Edinburgh Research Archive

Intrapartum adverse events in Scotland: ascertainment, assessment and feedback

Item Status

Embargo End Date

Authors

Kernaghan, Dawn

Abstract

This thesis describes three studies contributing to the goal of reducing perinatal mortality and morbidity. First, I established a national system of adverse outcome audit for intrapartum-related perinatal mortality and morbidity. Second, I measured agreement among different panels assessing quality of care in these cases. Third, I used the technique of critical fiction to develop fictionalised vignettes for use in feedback of audit findings and assessed the impact of these vignettes on maternity clinicians. In 2005, 81 infants who died or suffered morbidity due to intrapartum events were identified in Scotland’s 18 consultant-led maternity units [Rate 1.48/1000 births (95% CI, 1.18-1.84)]. Case assessment by local risk management panels using a structured proforma identified major sub-optimal care in 30% of cases; misinterpretation of cardiotocographs in labour was the major contributory factor. I assessed the reproducibility of panel assessments on a random sample of eight cases. Two external panels assessed each case for comparison with the local assessments. When responses of good care / incidental sub-optimal care and of minor sub-optimal care / major suboptimal care were combined, crude agreement among the three panels ranged from 71% to 90% for the various components of care examined. A group of five maternity clinicians discussed five cases in depth. Discussions were recorded and transcribed and themes elicited. Two fictionalised vignettes were created using the technique of critical fiction. To assess the impact of fictionalised vignettes, 232 maternity clinicians were surveyed (response rate, 70%).
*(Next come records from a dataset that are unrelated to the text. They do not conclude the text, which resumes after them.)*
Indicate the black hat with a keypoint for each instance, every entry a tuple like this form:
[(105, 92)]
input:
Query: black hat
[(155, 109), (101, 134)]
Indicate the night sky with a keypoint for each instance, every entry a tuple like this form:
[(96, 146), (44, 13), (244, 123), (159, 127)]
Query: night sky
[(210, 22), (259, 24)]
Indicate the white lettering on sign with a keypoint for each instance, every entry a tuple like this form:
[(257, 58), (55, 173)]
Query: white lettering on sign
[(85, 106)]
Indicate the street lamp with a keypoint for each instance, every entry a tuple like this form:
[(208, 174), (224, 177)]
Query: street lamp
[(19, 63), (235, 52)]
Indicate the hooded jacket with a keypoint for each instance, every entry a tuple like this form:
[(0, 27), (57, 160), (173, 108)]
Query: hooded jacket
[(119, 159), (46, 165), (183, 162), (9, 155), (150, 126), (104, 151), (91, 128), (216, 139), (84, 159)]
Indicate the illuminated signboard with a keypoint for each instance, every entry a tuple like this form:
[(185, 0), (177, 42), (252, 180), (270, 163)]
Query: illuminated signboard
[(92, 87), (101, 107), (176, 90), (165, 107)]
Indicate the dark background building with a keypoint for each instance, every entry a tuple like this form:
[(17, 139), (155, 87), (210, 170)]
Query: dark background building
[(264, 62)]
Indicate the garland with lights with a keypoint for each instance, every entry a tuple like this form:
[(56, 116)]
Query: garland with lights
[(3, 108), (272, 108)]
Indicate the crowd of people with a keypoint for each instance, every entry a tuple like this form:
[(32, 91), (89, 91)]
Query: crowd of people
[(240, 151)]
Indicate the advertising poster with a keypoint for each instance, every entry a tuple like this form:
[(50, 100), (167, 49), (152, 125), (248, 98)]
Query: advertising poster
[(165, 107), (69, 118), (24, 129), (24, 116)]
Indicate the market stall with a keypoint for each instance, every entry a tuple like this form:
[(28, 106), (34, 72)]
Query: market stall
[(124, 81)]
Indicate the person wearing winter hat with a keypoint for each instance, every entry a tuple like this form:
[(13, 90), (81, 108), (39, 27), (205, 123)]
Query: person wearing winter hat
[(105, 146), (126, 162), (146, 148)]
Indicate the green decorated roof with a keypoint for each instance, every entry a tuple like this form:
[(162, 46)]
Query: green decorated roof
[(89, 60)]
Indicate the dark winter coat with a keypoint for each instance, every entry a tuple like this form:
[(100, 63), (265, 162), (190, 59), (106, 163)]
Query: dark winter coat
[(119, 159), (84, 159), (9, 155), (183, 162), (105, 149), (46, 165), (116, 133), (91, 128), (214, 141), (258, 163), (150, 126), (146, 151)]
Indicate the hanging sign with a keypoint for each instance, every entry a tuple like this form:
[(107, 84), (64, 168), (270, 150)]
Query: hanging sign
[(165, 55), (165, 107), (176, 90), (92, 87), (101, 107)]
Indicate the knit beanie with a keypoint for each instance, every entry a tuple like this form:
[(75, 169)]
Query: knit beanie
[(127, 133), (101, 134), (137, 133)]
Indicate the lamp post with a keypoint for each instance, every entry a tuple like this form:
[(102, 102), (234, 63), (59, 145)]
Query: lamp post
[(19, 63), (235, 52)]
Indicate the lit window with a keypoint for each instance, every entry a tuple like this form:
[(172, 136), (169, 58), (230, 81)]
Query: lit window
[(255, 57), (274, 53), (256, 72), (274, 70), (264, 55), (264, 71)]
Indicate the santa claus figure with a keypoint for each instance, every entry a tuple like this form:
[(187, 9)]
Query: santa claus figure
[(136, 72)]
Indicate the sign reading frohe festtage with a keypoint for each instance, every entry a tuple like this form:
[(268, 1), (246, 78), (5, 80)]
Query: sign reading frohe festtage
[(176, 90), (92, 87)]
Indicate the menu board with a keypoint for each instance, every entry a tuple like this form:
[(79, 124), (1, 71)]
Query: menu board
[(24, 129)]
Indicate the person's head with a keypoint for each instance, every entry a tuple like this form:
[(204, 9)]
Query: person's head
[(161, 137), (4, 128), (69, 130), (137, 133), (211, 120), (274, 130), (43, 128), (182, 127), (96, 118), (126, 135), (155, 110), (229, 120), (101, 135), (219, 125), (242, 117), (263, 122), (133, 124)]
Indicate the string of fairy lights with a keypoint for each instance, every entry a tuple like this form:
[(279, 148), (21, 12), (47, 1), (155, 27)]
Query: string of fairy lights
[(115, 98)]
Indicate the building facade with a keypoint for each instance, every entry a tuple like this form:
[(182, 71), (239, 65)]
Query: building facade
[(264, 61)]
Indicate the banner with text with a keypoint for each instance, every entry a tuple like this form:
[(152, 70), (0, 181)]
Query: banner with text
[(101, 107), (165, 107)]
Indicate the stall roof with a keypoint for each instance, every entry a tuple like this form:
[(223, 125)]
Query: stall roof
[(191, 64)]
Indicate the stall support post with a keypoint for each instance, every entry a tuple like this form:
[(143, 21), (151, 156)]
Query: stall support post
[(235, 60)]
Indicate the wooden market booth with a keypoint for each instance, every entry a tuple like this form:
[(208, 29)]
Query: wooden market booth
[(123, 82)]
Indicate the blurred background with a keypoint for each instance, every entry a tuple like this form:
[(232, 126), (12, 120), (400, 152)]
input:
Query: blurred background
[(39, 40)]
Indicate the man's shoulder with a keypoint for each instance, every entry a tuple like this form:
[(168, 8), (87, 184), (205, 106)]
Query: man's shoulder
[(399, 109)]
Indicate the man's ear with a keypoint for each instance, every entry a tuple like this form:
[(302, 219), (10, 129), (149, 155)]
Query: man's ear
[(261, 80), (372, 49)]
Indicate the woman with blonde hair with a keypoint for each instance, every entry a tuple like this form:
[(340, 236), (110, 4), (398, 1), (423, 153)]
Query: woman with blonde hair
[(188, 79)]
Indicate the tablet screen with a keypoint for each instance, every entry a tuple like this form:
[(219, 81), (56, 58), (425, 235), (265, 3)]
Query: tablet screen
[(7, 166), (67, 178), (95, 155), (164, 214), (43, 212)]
Questionnaires contained four vignettes: two fictionalised and two describing real individual cases. When no infoimation was provided on the source of the vignette, 53% of respondents chose a fictionalised vignette as the most believable. When informed which vignettes were ‘real’ and which were fictionalised, Fewer respondents (27%) chose a fictionalised vignette as the most ‘believable’ (p= 0.0004). It proved feasible to establish a national mechanism for ascertainment and local assessment of cases of intrapartum-related mortality / morbidity. Use of a structured case assessment tool with pre-defined standards resulted in reasonable reproducibility of assessments. Maternity clinicians find fictionalised vignettes ‘believable’ and this approach may be useful in feedback of the findings of adverse outcome audits.